Published at (UTC): 2025-09-25. The paper is available via arXiv. Based on the formatting and authors (Alibaba Group), this work represents significant industrial research likely targeted at top-tier information retrieval or data mining conferences (e.g., SIGIR, KDD, WWW).

1.4. Publication Year

2025

1.5. Abstract

This paper addresses the limitations of traditional recommender systems that rely on passive, implicit feedback (like clicks or views), which often leads to ambiguous interpretations of user intent.
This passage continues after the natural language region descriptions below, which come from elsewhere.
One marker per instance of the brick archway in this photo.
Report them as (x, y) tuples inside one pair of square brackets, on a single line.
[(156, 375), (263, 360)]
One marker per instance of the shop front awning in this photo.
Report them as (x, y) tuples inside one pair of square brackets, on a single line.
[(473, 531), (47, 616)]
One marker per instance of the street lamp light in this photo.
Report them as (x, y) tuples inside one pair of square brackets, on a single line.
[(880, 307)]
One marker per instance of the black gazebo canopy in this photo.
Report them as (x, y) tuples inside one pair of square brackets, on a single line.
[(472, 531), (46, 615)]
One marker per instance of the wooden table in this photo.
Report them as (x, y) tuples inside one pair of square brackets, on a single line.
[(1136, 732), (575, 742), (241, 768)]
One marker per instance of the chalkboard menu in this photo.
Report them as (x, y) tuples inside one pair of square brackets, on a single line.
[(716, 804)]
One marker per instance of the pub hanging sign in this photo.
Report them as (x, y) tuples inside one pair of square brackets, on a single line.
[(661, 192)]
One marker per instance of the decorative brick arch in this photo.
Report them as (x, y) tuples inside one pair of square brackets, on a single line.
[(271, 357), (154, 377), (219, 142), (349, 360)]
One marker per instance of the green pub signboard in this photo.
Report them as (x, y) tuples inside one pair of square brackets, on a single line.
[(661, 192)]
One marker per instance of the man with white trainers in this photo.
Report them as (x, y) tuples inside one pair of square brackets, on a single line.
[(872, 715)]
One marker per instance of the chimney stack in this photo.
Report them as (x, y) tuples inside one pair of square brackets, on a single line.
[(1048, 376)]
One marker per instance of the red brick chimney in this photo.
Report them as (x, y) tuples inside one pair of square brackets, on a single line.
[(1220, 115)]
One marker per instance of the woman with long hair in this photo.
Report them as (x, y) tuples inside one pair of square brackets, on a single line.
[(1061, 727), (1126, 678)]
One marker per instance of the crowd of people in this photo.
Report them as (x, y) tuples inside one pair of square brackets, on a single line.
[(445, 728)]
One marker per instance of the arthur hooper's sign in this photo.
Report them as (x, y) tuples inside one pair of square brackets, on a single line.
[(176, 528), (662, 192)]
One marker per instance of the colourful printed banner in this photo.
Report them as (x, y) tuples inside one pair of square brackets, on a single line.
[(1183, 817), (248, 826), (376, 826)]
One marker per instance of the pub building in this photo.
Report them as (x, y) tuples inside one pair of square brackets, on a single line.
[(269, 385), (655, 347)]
The authors propose a new product paradigm called Interactive Recommendation Feed (IRF), allowing users to issue natural language commands (e.g., "I want a red dress, not blue") to actively control recommendations. To implement this, they developed RecBot, a dual-agent framework consisting of a Parser Agent (to understand intent) and a Planner Agent (to execute changes). The system uses simulation-augmented knowledge distillation to ensure it is fast enough for real-world use. Experiments show significant improvements in user satisfaction and business metrics (GMV, clicks) in both offline datasets and a live deployment on a major e-commerce platform.

1.6. Original Source Link

https://arxiv.org/abs/2509.21317 (Preprint)

2. Executive Summary

2.1. Background & Motivation

In the current digital landscape, Recommender Systems (RecSys) are the primary tools for filtering vast amounts of information for users (e.g., on YouTube, Amazon, TikTok).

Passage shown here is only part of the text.